Drugi „RED” jest taki sam jak część pierwsza. A może nawet jeszcze bardziej zaskakujący.
Tytuł oryginalny: „RED 2” (tytuł polski: „Emeryci atakują 2”)
Gatunek: zaskakujący
Reżyserował: pan od seriali i „Galaxy Quest”
Za występy pensję pobrali: zaspany Bruce, Malkovich Malkovich, pani od sadzenia zielska, Hannibal Lecter, stara Helen, (nie tak bardzo) stara ale jara Catherine, Storm Shadow
W skrócie: Jest bomba, trzeba jeździć po świecie i się jej pozbyć
Znowu ktoś chce zabić Bruce’a Willisa i jego stetryczałych koleżków. Tym razem jednak sprawa jest grubsza, bo przy okazji zginąć może kilkanaście milionów ludzi. Wiadomo, druga część, więcej bum, bum!
Willis jest bardziej ożywiony niż w innych filmach, ale i tak prawie śpi na ekranie. Mary-Louise Parker znów gra tak, jakby na planie „Weeds” niejedno zjarała, a Malkovich i Hopkins są… jak to oni, rewelacyjni.
Całość dotyczy szukania bomby, szukania miłości, szukania schronienia i szukania popcornu w kubełku. A teraz spoiler do tej recenzji – podobało mi się!
Idealne proporcje między głupkowatą akcją i żartami, a poważniejszą fabułą.
Obsada.
Niektóre dowcipy, które smakowały suszem.
Storm Shadow kopiący w metalową butlę.
Odpowiedź Bruce’a zza samochodu ostrzeliwanego z mini guna.
Pierwszy „RED” był jednym z najbardziej zaskakujący filmów jakie widziałem. Po zwiastunie, na którym eksponowano sceny akcji i proste „one linery”, spodziewałem się czegoś kosmicznie idiotycznego.
Okazało się jednak, że film jest nieco inny. Głupkowaty, ale świadomy swojej głupoty i nabijający się z niej w sposób idealny. Zadziwiające było też to, że scenariusz nie był kompletnie durny i miał idealnie wyważoną zawartość akcji i fabuły.

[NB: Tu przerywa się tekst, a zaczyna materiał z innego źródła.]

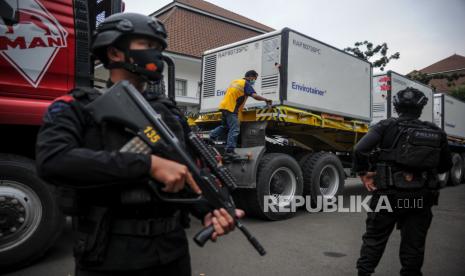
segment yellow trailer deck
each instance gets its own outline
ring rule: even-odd
[[[318,150],[335,151],[352,150],[369,126],[368,122],[285,105],[244,110],[239,119],[242,123],[266,122],[269,134],[287,136],[309,148],[315,148],[318,142]],[[220,112],[199,114],[189,119],[191,125],[200,127],[215,125],[220,121]]]

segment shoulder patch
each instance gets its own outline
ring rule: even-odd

Druga część jest dokładnie taka sama. A może nawet bardziej zaskakująca, bo mówimy o sequelu. Jest tu więcej „epy”, to jasne. Zamiast jeździć po USA bohaterowie latają po całym świecie. Zamiast walczyć o własne życie, walczą też o życie innych. Film ani razu nie przekracza jednak granicy, po której mielibyśmy wrażenie, że to wszystko po to, by w drugiej części było głośniejsze bum. Jest go więcej, czasem nawet bardzo dużego, ale pomiędzy strzelaninami dostajemy też sporą dawkę fabuły. I znowu nie jest ona płytka jak wachlarz aktorskich możliwości Willisa. Podobnie jak w części pierwszej zdarzają się momenty poważniejsze. Dzięki rewelacyjnym aktorom zupełnie nie kłują one w oczy w zestawieniu ze strzelaninami.
Film idealny? Oczywiście, że nie. Niektóre żarty brzmią tak, jakby scenarzysta myślał, że jest bardziej błyskotliwy niż faktycznie jest. Bywa sucho. Zdjęcia w części pierwszej były też dużo ciekawsze (szczególnie w pierwszej połowie). Niemniej „RED 2” jest tym, czym letnie kino być powinno, a czego w największych blockbusterach nie znajdujemy. Filmem lekkim i przyjemnym, ale nie obrażającym widza swoją głupotą i nie stawiającym wyłącznie na efekty specjalne.
Po raz drugi zostałem zaskoczony. Mam nadzieję, że będzie i trzeci raz.